CryptoShuffler Malware Replaces Wallet Addresses Copied to Clipboards, Nets $170,000

Kaspersky Labs recently published a blog post in which it notes that it detected an active campaign from one of the most successful malware families in the cryptocurrency industry: CryptoShuffler. Essentially, what it does is sit idly on users’ computers while watching their clipboard. Once a cryptocurrency wallet is copied onto it, CryptoShuffler replaces it with the attackers’ address.

If users don’t pay attention to address they paste before making transactions in various cryptocurrencies, including Bitcoin, Monero, Zcash, Litecoin, and others, they may be sending money to CryptoShuffler’s admins.

Bleeping Computer notes that malware has been active since at least 2016 and that its Bitcoin wallet reached its peak later in that year, although a new campaign has recently been launched. Sergey Yunakovsky, the author of Kaspersky’s blog post, complimented the malware, stating:

“The malware described is a perfect example of a ‘rational’ gain. (…)The scheme of its operation is simple and effective: no access to pools, no network interaction, and no suspicious processor load.”

CryptoShuffler’s Bitcoin wallet records show the cybercriminals behind it netted 23.24 BTC, worth about $170,000 at press time, taking into account one Bitcoin is currently worth $7,145.39 according to data from Cryptocompare. Considering it affects other cryptocurrencies as well, the figure could be much higher.

As Kaspersky Labs notes, most cryptocurrency-related malware wallets have relatively small amounts in them, often $50-$100. CryptoShuffler’s simplicity and incredible Return on Investment (ROI) make it one of the most successful ones out there.

As reported by Core Media, the cryptocurrency ecosystem’s value surge this year has attracted various schemes. So much so that some are trying to use people’s mobile devices to mine cryptocurrencies, despite low profits.
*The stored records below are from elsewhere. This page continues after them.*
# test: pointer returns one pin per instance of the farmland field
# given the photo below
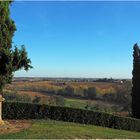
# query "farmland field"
(42, 129)
(53, 93)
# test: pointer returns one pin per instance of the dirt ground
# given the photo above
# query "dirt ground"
(11, 126)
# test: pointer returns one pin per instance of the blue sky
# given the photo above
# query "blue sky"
(78, 39)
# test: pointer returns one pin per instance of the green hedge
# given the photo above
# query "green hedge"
(12, 110)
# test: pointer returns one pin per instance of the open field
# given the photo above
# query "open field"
(48, 92)
(41, 129)
(102, 87)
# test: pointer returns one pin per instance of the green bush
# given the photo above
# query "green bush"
(12, 110)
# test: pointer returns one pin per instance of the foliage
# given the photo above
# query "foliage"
(13, 110)
(66, 130)
(13, 96)
(36, 99)
(136, 81)
(11, 60)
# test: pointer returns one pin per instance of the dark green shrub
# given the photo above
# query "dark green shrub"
(12, 110)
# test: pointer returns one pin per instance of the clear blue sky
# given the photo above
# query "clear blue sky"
(78, 39)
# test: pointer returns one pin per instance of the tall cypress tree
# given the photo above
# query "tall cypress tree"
(136, 83)
(11, 59)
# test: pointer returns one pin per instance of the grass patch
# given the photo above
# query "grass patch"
(76, 103)
(42, 129)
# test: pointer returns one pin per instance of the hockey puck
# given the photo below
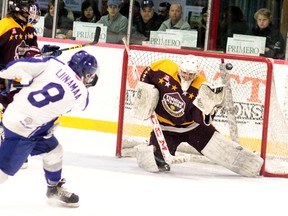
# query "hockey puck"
(229, 66)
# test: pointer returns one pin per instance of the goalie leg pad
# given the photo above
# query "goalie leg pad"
(52, 161)
(145, 158)
(231, 155)
(145, 101)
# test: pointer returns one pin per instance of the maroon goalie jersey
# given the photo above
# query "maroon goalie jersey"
(13, 35)
(175, 107)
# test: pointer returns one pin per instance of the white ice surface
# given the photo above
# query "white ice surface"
(110, 186)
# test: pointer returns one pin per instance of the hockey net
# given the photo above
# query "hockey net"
(260, 121)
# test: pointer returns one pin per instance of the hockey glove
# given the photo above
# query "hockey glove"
(51, 50)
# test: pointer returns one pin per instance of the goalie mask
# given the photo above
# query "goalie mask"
(86, 67)
(188, 70)
(25, 51)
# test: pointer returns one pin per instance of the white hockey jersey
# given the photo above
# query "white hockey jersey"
(54, 90)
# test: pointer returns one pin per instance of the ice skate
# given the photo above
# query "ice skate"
(59, 196)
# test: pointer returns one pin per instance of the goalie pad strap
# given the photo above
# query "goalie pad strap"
(209, 98)
(231, 155)
(145, 101)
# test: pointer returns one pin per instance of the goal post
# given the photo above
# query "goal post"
(261, 125)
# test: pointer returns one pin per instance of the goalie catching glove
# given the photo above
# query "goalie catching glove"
(209, 98)
(145, 101)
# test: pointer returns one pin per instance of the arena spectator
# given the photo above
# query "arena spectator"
(233, 22)
(148, 21)
(116, 23)
(175, 21)
(163, 10)
(89, 12)
(274, 41)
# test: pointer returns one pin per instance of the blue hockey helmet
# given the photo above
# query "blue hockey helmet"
(86, 67)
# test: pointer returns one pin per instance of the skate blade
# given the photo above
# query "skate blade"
(59, 203)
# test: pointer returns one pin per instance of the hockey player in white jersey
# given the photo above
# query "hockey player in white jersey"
(52, 88)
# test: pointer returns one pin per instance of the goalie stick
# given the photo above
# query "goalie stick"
(155, 123)
(231, 118)
(95, 41)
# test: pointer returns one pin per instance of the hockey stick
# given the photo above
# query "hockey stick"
(231, 118)
(156, 126)
(95, 41)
A recent mining trend, partly triggered by The Pirate Bay’s Monero mining experiment, has even led a hacker to compromise CBS-owned Showtime websites and add Monero mining code to them. It ultimately forced Cloudflare to crack down on websites using it without user permission. One of the organizations providing Monero-mining code, Coinhive, was recently hijacked by hackers who when redirected mined cryptocurrency to a wallet they owned.

Another move cybercriminals are seemingly going with are fake cryptocurrency exchange apps. Recently, two fake Poloniex apps were removed from Google Play, while a third one may still be out there.